Symons v. Schuylkill County Vocational School, I.U. 29

884 A.2d 953, 178 L.R.R.M. (BNA) 2289, 2005 Pa. Commw. LEXIS 610
CourtCommonwealth Court of Pennsylvania
DecidedOctober 12, 2005
StatusPublished
Cited by3 cases

This text of 884 A.2d 953 (Symons v. Schuylkill County Vocational School, I.U. 29) is published on Counsel Stack Legal Research, covering Commonwealth Court of Pennsylvania primary law. Counsel Stack provides free access to over 12 million legal documents including statutes, case law, regulations, and constitutions.

Bluebook
Symons v. Schuylkill County Vocational School, I.U. 29, 884 A.2d 953, 178 L.R.R.M. (BNA) 2289, 2005 Pa. Commw. LEXIS 610 (Pa. Ct. App. 2005).

Opinion

OPINION BY

Judge SIMPSON.

In this grievance arbitration case we are asked to consider the circumstances in which an arbitrator may clarify an award. Judith Symons appeals an order of the Court of Common Pleas of Schuylkill County (trial court) dismissing her appeal from a grievance arbitrator’s 2004 clarification of a 2002 award. Because we agree Symons’ actions were untimely, we affirm.

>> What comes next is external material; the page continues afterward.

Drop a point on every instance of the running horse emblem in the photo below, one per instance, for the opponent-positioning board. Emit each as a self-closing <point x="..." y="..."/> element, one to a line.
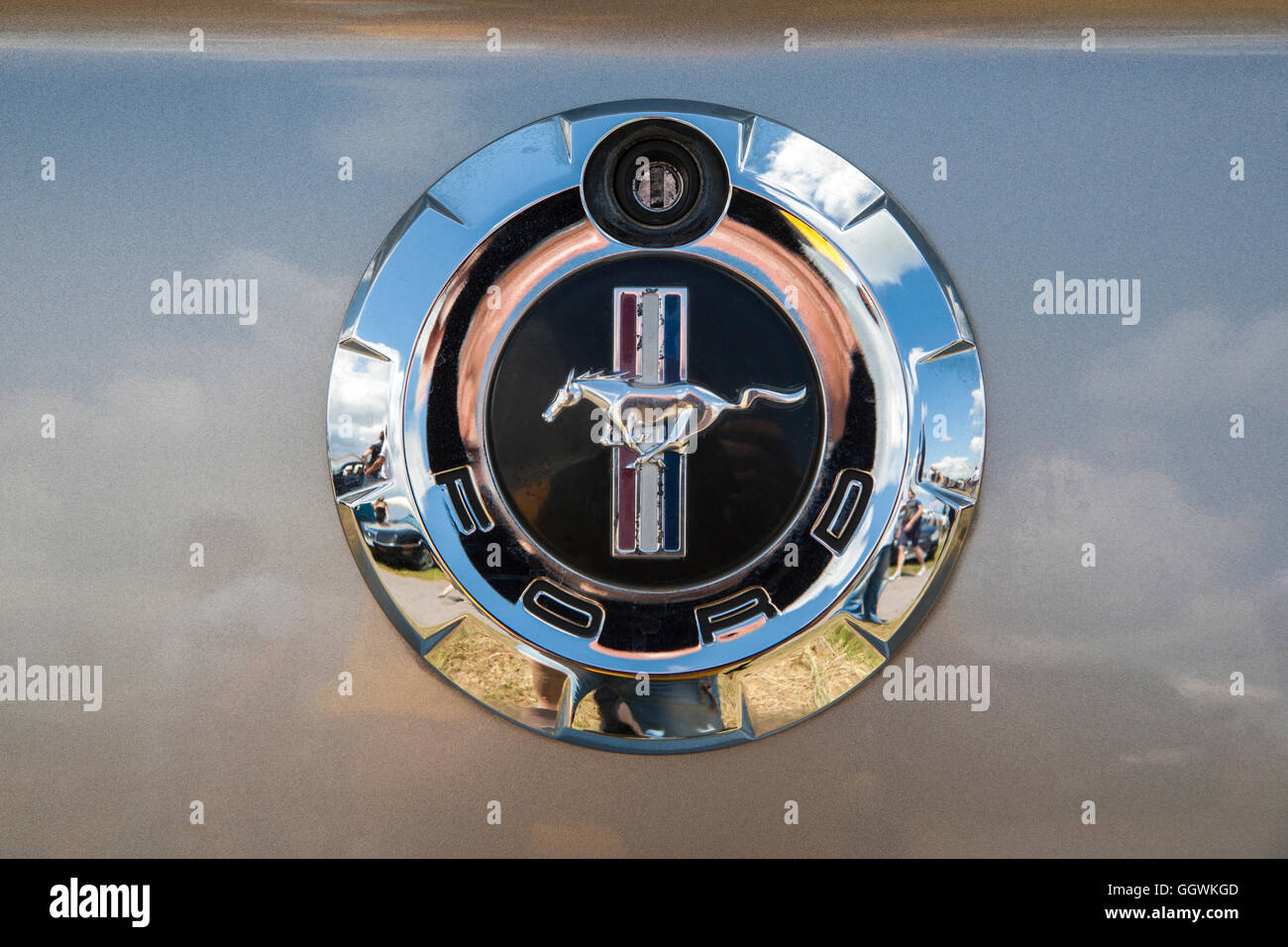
<point x="681" y="411"/>
<point x="649" y="414"/>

Symons was employed by Schuylkill County Vocational School, I.U. # 29 (Employer) as a teacher in the Medical Assisting Program until her furlough in August 2000 for what Employer characterized as insufficient student enrollment and economic considerations. The Schuylkill County Vocational School, I.U. # 29 Education Association and the Pennsylvania State Education Association (collectively, Association) filed grievances on behalf of Symons and three other furloughed teachers,1 asserting the grievants were furloughed without just cause in violation of the collective bargaining agreement (CBA).

The matter was referred to an arbitrator, who held a hearing and in 2002 issued an award and opinion. In his opinion, the arbitrator fully outlined the parties’ contentions and proof. As to staff reductions, the arbitrator noted the Association’s contention that the reductions were made for solely economic reasons and there was no evidence of insufficient student enrollment. In addition, the Association argued the grievants were given insufficient notice of their furloughs.

Also, the arbitrator acknowledged Employer’s evidence of declining enrollment over the five-year period preceding the furloughs. Specifically, as to Symons, enrollment in the Medical Assisting Program declined by 70%. Employer argued the fact that there was some economic benefit to it due to the furloughs was irrelevant, as the evidence showed sufficient declining enrollment.

As to seniority and “bumping” claims, the arbitrator referenced the Association’s evidence that a full-time substitute teacher taught the classes previously taught by the grievants after the furloughs. The Association argued Symons was senior to this substitute teacher and should have been recalled by Employer to fill the position created for the substitute teacher. Further, the Association argued the failure to recall Symons as the more senior employee violated what is commonly known as the School Code2 and the CBA.

[956]*956In addition, the arbitrator pointed out Employer’s evidence that all of the griev-ants (with the possible exception of Brose) were the least senior in their particular areas of certification.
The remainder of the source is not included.